Creato il 04 dicembre 2014 da Vomitoergorum @Old_Glory
A Scanner Darkly - Un Oscuro Scrutare (2006)
Regia: Richard Linklater Anno: 2006 Titolo originale: A Scanner Darkly Voto: 7/10 Pagina di IMDB (7.1) Pagina di I Check Movies Acquista su Amazon
Quando devo parlare di Philip K. Dick è sempre un'emozione. Una grande emozione, che si tratti di libri oppure di film ispirati dai suoi romanzi. Sono uno di quelli che lo ritiene abbastanza debole dal punto di vista stilistico, ma che apprezza a dismisura il concentrato di idee che riesce ad esprimere ed includere nelle sue opere. Forse il cinema riesce a trasformare meglio i suoi prodotti di quanto avesse potuto farlo lui stesso scrivendo.

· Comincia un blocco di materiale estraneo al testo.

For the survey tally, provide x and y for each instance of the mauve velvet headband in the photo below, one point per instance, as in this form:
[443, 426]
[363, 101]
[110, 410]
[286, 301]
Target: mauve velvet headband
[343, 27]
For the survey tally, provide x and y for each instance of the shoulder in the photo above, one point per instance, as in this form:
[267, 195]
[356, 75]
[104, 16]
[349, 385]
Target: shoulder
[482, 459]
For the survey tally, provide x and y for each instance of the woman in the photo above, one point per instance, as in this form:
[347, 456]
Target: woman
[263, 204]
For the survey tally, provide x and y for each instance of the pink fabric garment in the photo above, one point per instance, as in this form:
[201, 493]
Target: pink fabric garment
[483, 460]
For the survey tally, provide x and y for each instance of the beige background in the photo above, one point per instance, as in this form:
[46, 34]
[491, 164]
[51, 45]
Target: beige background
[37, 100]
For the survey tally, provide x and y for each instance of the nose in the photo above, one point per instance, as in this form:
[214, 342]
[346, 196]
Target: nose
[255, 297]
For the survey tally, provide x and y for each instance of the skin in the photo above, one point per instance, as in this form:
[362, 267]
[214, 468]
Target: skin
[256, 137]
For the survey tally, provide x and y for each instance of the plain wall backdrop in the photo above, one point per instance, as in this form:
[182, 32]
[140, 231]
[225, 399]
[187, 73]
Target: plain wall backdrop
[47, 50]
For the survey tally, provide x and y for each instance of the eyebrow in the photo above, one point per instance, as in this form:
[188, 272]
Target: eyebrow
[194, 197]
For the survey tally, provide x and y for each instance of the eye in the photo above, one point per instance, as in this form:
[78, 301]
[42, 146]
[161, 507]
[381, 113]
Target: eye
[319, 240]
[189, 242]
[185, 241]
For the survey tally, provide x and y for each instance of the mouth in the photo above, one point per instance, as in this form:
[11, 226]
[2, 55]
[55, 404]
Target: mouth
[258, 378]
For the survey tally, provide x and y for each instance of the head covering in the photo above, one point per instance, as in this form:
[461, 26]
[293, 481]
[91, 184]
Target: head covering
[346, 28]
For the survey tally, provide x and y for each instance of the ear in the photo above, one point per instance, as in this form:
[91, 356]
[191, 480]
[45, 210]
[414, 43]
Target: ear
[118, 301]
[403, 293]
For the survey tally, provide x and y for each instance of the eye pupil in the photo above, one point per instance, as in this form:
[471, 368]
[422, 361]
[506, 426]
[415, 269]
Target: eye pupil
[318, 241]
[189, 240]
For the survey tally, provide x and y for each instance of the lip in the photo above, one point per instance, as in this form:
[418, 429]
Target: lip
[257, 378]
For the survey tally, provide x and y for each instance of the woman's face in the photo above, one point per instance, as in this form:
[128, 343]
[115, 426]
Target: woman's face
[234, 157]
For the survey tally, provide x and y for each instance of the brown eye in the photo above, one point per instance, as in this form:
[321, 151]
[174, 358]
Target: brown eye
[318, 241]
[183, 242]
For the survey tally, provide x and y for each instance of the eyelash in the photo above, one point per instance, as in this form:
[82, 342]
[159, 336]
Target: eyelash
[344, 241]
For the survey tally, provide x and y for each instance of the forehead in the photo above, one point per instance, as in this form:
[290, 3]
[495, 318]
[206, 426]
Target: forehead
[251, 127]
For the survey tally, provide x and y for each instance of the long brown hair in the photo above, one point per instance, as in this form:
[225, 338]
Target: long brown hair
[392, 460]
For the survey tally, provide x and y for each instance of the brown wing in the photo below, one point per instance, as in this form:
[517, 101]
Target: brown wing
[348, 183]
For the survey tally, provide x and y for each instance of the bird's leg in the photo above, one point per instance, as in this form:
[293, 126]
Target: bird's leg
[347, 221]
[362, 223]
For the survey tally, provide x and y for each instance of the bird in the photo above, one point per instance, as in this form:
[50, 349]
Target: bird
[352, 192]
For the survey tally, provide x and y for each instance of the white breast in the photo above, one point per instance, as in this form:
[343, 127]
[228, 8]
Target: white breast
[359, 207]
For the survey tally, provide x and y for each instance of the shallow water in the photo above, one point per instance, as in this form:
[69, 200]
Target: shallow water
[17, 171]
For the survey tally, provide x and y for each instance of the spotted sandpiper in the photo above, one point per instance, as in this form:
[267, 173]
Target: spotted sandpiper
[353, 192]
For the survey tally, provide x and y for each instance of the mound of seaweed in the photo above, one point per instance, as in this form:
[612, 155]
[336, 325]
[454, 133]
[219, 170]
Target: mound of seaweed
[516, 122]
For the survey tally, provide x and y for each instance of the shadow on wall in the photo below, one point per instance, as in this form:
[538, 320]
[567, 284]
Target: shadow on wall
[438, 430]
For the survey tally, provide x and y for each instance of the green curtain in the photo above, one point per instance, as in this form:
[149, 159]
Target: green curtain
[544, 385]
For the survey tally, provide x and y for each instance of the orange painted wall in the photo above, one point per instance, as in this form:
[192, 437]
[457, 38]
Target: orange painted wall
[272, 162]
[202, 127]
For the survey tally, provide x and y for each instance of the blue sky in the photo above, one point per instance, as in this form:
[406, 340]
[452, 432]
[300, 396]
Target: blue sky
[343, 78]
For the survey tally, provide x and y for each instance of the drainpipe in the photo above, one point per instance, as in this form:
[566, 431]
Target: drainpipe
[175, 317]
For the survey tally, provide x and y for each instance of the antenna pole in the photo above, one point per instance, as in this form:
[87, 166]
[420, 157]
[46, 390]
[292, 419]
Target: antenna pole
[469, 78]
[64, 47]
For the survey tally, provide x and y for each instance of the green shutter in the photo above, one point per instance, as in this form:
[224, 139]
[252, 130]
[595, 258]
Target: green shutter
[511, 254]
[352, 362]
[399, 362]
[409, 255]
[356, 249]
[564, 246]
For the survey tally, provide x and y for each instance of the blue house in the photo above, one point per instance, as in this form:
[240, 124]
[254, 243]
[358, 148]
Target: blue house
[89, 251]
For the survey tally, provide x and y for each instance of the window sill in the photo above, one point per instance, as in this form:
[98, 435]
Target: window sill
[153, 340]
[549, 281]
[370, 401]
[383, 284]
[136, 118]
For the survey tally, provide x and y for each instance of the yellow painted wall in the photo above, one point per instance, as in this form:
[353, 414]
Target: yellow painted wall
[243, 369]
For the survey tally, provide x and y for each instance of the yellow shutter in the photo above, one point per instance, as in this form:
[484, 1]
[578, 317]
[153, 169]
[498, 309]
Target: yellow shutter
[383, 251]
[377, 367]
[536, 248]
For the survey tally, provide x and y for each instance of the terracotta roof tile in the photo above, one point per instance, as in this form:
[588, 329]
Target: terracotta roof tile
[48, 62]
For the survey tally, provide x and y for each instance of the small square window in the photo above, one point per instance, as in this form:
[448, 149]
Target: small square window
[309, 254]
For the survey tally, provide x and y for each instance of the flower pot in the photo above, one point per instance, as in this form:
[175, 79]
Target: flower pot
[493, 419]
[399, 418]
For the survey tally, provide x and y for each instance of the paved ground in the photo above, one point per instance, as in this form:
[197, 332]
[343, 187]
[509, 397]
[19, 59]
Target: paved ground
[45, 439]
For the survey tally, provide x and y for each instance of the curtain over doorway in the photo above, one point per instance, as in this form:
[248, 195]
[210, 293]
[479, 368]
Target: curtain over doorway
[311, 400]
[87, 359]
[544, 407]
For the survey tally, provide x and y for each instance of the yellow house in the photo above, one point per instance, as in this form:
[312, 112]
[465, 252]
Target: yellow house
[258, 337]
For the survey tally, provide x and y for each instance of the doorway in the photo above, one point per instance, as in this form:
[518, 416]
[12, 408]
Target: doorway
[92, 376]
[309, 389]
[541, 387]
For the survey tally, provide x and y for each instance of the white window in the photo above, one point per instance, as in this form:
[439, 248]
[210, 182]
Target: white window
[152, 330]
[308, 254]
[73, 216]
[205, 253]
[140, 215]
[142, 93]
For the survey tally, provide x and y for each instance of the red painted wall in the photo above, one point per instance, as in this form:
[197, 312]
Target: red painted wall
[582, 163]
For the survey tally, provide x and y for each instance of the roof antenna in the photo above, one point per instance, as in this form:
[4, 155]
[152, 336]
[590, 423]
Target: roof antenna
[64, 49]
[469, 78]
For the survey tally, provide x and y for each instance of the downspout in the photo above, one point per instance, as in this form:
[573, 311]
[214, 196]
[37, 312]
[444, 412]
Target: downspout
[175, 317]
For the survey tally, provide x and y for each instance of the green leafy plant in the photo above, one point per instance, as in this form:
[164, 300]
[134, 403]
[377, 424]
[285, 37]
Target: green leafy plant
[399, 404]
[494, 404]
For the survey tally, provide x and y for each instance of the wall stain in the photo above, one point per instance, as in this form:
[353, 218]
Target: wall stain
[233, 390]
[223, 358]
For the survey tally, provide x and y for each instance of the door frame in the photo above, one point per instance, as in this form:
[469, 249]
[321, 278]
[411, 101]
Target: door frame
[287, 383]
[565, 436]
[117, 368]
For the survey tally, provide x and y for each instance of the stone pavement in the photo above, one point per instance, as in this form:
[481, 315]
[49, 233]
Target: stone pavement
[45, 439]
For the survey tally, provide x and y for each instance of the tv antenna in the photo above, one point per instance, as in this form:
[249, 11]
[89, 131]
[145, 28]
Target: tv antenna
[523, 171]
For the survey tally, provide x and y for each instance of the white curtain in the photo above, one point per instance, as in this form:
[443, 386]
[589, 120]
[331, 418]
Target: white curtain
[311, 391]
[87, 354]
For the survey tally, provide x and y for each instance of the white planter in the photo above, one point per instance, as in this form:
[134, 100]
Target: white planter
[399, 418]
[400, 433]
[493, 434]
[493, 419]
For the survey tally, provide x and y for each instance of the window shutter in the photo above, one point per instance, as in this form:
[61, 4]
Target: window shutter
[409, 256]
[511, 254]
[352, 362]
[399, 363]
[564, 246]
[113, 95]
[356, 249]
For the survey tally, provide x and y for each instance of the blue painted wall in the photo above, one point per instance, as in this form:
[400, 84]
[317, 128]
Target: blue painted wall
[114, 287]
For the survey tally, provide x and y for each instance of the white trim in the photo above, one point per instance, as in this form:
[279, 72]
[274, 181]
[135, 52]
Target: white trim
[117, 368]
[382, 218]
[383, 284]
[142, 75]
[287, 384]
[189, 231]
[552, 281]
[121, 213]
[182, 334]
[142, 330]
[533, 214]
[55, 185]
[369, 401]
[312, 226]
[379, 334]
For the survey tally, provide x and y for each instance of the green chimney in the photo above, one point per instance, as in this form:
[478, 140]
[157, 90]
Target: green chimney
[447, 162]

Basti pensare a Minority Report, Atto Di Forza o all'immenso Blade Runner. Sono moltissimi i racconti o i romanzi che si prestano bene ad una trasposizione cinematografica e d infatti non sono mancati nomi di registi più o meno fortunati che si sono avvicendati nell'intento di dirigere le sue opere. A Richard Linklater tocca un compito non esattamente semplice: Un Oscuro Scrutare è tra i più prepotentemente riflessivi, psichedelici, confusionari ed intriganti. Di quelli insomma che si farebbe prima a leggere e studiare con la bava che cola, piuttosto che decidersi di guardare sul divano. In maniera assolutamente geniale ci propone questo film in una salsa digitalizzata, con effetto cartoon che prende il nome tecnico di "interpolated rotoscoping". Abbiamo attori veri (Keanu Reeves, Winona Ryder, Robert Downey Jr, Woody Harrelson) inseriti in un contesto visivo mozzafiato. Sei all'interno di un mondo fatto di droga e visioni, il reale è messo in discussione, l'immaginazione è la realtà. Molto fedele al libro Linklater riesce ad estrapolare la psicologia e l'emotività dalle pagine e riversarle sullo schermo. Davvero un lavoro difficilissimo secondo me, ma si aiuta anche utilizzando i dialoghi dei personaggi di Dick e mostrandoci le situazioni introspettive in maniera impeccabile. Allucinante in ogni sua forma, è proprio come nella lettura. Veramente da inchino.